The lead is Lt. Hopper, (played by Taylor Kitsch, a casting choice that already tells you this is not going to be good film based on his track record so far) an undisciplined hot shot. His love interest of course is a blonde hot chick named Samantha Shane (Brooklyn Decker) who is coincidentally the Admiral’s (Liam Neeson but don’t let his cameo fool you) daughter. Naturally, he doesn’t approve. The rest of the cast is paper thin.
When the alien invasion starts rolling you do get a lot of action scenes, but none of them are really memorable (except that robotic yoyo of death that wiped out helicopters) . The invasion itself doesn’t make any sense.
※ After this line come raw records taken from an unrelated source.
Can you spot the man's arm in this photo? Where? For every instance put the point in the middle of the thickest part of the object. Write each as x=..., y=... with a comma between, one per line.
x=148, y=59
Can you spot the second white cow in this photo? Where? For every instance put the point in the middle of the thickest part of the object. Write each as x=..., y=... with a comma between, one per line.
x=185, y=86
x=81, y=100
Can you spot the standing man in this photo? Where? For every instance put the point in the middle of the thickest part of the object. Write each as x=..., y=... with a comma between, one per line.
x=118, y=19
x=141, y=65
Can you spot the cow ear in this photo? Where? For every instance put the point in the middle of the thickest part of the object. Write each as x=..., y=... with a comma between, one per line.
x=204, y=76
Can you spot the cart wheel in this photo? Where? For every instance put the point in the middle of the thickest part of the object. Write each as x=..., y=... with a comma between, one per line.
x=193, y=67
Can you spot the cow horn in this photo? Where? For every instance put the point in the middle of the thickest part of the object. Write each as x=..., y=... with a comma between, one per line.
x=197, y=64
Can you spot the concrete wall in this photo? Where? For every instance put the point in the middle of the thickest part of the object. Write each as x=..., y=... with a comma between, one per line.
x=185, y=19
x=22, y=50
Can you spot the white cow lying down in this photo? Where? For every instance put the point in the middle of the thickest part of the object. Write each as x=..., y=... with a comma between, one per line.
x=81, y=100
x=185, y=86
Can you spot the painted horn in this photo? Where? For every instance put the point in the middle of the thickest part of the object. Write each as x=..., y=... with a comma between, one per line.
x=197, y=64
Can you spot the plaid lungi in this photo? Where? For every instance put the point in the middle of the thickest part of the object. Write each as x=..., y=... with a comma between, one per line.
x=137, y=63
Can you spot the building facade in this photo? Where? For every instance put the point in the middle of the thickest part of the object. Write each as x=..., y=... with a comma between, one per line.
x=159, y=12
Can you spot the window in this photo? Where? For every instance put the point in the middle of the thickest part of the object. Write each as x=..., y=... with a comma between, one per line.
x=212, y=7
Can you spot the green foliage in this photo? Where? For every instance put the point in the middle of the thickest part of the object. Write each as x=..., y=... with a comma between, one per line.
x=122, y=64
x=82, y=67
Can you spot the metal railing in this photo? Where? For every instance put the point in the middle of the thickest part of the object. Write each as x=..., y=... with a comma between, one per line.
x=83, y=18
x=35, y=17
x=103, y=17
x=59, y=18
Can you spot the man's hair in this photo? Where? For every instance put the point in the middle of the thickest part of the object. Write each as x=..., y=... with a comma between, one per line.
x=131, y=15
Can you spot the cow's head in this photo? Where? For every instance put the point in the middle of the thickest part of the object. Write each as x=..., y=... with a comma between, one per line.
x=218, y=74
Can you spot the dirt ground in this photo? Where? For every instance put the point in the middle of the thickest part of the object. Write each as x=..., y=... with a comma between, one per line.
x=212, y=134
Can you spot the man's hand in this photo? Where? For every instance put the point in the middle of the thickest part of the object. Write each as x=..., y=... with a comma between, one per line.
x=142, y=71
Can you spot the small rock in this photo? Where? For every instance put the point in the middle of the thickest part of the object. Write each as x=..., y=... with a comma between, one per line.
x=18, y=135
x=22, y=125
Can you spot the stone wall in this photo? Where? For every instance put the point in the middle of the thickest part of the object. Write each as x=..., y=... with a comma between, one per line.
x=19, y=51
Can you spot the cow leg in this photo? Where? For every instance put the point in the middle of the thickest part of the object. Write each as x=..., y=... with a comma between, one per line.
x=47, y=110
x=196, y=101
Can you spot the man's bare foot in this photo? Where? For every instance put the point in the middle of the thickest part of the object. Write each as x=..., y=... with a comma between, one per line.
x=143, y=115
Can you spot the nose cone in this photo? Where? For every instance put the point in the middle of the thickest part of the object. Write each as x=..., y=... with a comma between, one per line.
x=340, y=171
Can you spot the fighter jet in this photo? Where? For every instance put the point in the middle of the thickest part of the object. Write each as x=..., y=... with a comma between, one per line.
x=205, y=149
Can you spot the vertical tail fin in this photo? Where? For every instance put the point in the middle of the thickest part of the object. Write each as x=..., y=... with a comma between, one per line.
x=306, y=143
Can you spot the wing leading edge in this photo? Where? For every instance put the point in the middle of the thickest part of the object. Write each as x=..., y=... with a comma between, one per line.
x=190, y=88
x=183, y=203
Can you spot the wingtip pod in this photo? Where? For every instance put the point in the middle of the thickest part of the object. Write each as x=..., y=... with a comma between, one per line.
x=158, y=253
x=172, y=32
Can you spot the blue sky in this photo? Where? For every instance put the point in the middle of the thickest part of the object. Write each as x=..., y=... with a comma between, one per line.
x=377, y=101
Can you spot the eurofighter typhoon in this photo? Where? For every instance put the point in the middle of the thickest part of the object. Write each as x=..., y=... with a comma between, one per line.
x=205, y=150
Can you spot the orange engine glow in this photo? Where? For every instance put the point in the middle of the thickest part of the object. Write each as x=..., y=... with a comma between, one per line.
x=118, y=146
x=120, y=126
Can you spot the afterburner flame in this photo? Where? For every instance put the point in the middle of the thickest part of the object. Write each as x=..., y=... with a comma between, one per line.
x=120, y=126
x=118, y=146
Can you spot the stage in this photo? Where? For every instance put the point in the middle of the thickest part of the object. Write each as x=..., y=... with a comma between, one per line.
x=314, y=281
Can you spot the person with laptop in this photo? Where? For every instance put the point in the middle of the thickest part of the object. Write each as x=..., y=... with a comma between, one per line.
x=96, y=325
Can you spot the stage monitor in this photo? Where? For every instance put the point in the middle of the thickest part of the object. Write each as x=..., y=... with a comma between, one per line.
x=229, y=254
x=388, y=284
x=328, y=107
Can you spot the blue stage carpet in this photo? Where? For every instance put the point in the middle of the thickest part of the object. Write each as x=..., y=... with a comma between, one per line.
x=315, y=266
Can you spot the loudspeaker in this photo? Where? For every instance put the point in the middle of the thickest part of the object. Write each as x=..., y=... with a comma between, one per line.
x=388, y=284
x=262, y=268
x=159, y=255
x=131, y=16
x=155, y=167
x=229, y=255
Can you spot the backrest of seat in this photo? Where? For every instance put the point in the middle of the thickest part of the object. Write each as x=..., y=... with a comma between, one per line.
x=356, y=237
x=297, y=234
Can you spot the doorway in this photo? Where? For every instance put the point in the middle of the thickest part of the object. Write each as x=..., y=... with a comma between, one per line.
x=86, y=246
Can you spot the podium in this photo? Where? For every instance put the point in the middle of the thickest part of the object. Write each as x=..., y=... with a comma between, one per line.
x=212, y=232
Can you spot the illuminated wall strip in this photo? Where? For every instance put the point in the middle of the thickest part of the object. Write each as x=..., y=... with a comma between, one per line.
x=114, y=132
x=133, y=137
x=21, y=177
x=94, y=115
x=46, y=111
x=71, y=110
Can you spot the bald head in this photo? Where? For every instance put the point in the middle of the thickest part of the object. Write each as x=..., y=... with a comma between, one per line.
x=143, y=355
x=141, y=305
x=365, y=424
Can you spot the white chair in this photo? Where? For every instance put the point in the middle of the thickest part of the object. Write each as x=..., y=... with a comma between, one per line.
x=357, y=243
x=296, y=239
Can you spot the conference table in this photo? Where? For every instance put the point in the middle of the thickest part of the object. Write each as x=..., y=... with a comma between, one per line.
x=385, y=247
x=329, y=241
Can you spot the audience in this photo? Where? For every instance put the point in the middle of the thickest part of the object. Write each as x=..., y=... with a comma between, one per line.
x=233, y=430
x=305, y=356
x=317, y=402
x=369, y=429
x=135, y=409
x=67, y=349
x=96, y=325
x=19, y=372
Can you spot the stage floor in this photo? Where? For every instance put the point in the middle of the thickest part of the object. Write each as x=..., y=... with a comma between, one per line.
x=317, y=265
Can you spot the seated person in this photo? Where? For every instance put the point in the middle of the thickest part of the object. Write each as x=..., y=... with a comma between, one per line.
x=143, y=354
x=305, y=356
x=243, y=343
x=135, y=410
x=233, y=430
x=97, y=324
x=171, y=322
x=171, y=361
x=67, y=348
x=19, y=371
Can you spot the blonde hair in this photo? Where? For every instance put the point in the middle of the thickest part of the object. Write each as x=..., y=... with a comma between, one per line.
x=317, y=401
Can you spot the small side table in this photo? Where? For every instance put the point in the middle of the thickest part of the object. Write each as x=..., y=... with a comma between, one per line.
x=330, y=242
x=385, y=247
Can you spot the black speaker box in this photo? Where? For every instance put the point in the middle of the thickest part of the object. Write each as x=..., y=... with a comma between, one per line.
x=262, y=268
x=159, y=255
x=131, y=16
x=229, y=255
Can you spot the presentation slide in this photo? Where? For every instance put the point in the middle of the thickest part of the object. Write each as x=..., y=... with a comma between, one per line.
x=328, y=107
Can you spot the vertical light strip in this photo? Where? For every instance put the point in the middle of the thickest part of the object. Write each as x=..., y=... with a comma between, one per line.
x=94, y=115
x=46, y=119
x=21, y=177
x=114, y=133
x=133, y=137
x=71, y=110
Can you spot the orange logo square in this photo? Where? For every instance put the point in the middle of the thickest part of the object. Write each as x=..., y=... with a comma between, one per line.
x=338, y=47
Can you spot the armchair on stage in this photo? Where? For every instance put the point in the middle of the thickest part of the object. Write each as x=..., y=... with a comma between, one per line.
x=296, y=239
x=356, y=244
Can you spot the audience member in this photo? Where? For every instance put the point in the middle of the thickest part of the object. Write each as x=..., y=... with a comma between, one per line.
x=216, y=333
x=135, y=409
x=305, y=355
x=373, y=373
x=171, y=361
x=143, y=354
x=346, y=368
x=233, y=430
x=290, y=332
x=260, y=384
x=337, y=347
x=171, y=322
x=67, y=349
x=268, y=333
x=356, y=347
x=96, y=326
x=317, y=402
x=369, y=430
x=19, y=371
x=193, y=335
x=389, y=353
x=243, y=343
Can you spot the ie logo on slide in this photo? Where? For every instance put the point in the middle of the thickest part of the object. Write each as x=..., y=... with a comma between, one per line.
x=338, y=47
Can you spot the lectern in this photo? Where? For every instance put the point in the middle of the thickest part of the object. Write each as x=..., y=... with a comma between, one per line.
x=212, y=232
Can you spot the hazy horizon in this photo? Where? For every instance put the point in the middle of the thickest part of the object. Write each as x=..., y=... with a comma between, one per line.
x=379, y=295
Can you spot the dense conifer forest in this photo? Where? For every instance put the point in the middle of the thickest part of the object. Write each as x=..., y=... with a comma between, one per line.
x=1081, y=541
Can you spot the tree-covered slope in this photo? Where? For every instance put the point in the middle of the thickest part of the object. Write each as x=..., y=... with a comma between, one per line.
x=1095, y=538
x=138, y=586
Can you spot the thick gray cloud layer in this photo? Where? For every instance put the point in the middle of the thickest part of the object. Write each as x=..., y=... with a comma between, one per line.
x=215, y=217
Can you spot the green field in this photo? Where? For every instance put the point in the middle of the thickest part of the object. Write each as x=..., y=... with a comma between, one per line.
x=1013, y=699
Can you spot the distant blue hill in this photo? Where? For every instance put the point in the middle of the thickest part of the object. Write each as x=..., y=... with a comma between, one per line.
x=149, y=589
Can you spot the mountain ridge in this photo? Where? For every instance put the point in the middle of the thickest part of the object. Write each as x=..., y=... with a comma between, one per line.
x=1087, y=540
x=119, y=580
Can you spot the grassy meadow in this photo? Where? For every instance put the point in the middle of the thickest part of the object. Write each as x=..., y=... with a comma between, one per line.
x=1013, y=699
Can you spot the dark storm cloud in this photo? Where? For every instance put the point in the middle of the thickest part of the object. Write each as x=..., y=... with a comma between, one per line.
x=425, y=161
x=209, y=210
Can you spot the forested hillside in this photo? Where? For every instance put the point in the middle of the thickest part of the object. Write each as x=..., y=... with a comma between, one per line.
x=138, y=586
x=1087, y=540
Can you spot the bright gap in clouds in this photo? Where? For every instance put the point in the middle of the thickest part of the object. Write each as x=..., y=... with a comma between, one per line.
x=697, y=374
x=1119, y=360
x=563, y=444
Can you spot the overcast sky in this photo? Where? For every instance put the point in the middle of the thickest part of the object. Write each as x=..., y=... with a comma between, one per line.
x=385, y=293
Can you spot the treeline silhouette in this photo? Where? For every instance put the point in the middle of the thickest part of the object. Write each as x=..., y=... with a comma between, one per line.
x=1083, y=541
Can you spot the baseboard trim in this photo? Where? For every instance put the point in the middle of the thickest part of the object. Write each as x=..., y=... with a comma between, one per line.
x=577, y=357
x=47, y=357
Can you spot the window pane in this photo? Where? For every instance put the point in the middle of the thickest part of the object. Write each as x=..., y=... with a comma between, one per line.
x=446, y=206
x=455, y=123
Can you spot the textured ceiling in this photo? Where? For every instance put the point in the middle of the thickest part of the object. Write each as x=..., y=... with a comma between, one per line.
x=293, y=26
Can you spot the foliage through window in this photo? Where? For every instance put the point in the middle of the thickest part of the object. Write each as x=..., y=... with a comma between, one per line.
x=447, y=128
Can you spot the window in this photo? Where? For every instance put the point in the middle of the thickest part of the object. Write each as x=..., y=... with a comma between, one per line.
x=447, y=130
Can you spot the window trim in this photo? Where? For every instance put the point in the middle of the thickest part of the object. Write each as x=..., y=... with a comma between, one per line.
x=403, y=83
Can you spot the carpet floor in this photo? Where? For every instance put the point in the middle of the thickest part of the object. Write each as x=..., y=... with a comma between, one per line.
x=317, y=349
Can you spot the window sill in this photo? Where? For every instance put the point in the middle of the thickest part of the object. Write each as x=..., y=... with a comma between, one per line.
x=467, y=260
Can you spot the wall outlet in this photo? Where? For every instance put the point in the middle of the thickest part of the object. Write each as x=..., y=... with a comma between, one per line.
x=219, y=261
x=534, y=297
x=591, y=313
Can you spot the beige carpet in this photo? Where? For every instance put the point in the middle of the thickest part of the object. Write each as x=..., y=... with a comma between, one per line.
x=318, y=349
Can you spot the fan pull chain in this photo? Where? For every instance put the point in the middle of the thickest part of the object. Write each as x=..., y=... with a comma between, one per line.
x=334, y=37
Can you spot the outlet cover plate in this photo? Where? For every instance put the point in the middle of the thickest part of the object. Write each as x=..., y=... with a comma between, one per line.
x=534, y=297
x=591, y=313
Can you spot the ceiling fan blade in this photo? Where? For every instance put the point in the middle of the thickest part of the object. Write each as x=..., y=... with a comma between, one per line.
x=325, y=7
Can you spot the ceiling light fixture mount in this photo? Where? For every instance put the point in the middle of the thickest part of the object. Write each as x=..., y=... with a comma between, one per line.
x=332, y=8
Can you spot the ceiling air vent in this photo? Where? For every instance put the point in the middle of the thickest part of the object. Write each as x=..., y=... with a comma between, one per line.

The alien forces only respond to possible threats from weapons. Lt. Hopper somehow receives a vision of mass destruction, but the enemy doesn’t show any indication of harming humans unless provoked.
The movie then ends predictably. Lt. turned commanding officer Hopper employs unorthodox but effective methods that defeat the alien flagship. Efforts form unlikely heroes (complete with a defining moment of a downtrodden hero who finds the courage to stand up and fight) seal the victory. The surviving crew gets saved in the nick of time.
Battleship was able to incorporate the board game that inspired it but ultimately, the movie is empty, predictable and cliched.